Historically, cruising is an attempt to catch someone's eye on the street, and then glancing back as they continue walking, hoping to take in the shape of a derriere or a nice pair of legs or-- in an even more ambitious context--hope that he or she will look back at you, too.  For all the morality shaming done on the topic of cruising (and it's more active relationship to anonymous sex back in the '80's and '90's,) there was inherently in the act, at least, real human presence.

You had to BE there, out of the apartment, dressed—perhaps wearing only leather chaps and a dog collar-- but dressed nonetheless.  When face to face, thousands of sub-conscious responses swirl up from our cerebral cortex. You have eye contact with someone.  There are pheromones whirling about to be sniffed and decided upon.
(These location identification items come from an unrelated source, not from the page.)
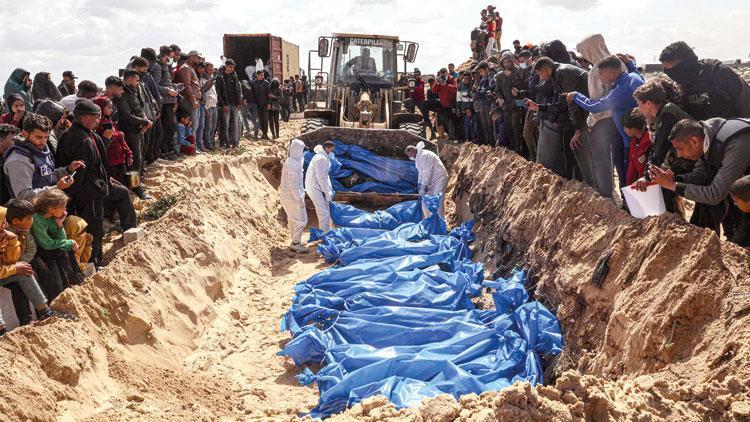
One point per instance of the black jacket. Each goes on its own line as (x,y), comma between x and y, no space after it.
(261,90)
(228,90)
(567,78)
(92,181)
(130,114)
(716,91)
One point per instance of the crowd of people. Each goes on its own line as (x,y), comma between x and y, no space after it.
(71,150)
(591,114)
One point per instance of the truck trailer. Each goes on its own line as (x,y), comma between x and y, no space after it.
(280,56)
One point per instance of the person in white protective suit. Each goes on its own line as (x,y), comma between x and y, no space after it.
(292,193)
(318,184)
(433,177)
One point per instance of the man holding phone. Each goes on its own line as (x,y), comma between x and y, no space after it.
(508,82)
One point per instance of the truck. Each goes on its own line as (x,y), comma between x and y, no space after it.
(360,88)
(280,57)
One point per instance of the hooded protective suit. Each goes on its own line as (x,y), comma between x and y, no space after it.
(292,190)
(15,85)
(318,187)
(432,174)
(44,89)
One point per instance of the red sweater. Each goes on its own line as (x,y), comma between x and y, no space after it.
(446,93)
(638,157)
(118,151)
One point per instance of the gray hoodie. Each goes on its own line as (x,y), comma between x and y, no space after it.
(594,49)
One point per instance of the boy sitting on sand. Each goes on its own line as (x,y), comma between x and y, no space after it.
(56,251)
(12,270)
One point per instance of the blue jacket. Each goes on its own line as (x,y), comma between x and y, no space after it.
(619,100)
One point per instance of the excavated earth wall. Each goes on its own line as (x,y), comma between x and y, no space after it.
(666,336)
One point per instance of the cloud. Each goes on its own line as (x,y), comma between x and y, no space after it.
(571,4)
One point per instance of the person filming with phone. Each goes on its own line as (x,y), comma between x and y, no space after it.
(509,80)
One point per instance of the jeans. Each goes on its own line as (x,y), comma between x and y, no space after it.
(274,121)
(30,288)
(230,127)
(210,126)
(201,127)
(135,142)
(167,128)
(601,153)
(253,113)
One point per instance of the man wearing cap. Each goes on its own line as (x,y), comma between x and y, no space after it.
(191,92)
(229,96)
(86,89)
(68,85)
(93,186)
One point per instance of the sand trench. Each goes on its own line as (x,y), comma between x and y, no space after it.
(183,324)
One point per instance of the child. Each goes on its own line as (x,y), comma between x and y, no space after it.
(17,107)
(55,250)
(13,269)
(119,154)
(740,192)
(185,138)
(470,126)
(634,123)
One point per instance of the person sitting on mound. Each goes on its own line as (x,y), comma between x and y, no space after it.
(13,270)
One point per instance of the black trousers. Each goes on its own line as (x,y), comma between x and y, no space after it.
(93,212)
(135,142)
(274,122)
(167,140)
(263,119)
(20,303)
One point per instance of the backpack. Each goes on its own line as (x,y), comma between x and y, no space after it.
(474,38)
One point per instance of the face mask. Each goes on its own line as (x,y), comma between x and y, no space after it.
(685,73)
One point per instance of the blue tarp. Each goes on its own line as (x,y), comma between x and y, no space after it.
(384,174)
(394,317)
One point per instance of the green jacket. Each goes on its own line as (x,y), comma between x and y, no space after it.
(48,236)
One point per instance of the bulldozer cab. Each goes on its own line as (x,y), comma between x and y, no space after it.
(360,90)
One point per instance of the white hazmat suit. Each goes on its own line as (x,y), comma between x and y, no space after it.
(292,190)
(433,177)
(318,187)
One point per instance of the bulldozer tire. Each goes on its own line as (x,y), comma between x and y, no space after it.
(414,128)
(312,124)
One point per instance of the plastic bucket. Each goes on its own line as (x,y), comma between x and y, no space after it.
(644,204)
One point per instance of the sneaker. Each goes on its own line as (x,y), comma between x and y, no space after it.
(141,193)
(296,247)
(49,313)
Better than sexting in a bathrobe
Better than sexting in a bathrobe

There is the live sound of another's voice.  There is often conversation—asking about another's astrological sign or what the other does for a living, if nothing else.  My God, cruising suddenly sounds to me like a Sadie Hawkins Day square dance, when compared to the risk-free flimsiness of online hook ups.

I understand it is not particularly cool of me to be looking askance at technologies' way into our pants and skirts.   "Just another middle aged guy with his heels dug in to change."  If you are from the ocean of Baby Boomers, it's hard not to see the ways in which our I-phones separate us from one another—and how they also, ironically, have the potential of bringing us closer together in some very meaningful ways.  Technology burdens us with many such conundrums.

Walking in Crown Heights recently, I saw a majestic man on the other side of the street; think "Usher meets Idris Elba."  George Bush Sr. would have cruised him!    Still, as I watched him proceed down the street, I noticed no one else who passed by were looking back to check him out.  Perhaps they were frantically checking their hook up sites to see if Mr. Magnificent was advertising his presence in their range, finding out what he was into, if he was "single," "straight," "bi," or simply registered under "…it's complicated."

HE'S RIGHT IN FRONT OF YOU!, I wanted to shout at a desperate-looking woman clicking madly away at her cellphone, perhaps only trying to locate her Uber car, but at this juncture, my imagination had taken me over completely.

You never know who you'll meet
You never know who you'll meet

It's REAL life passing us by as we struggle to create some facsimile of it in the pixels and flutter of our electronic devices.

Look up once in a while.  At the end of the day, it still take two to tango.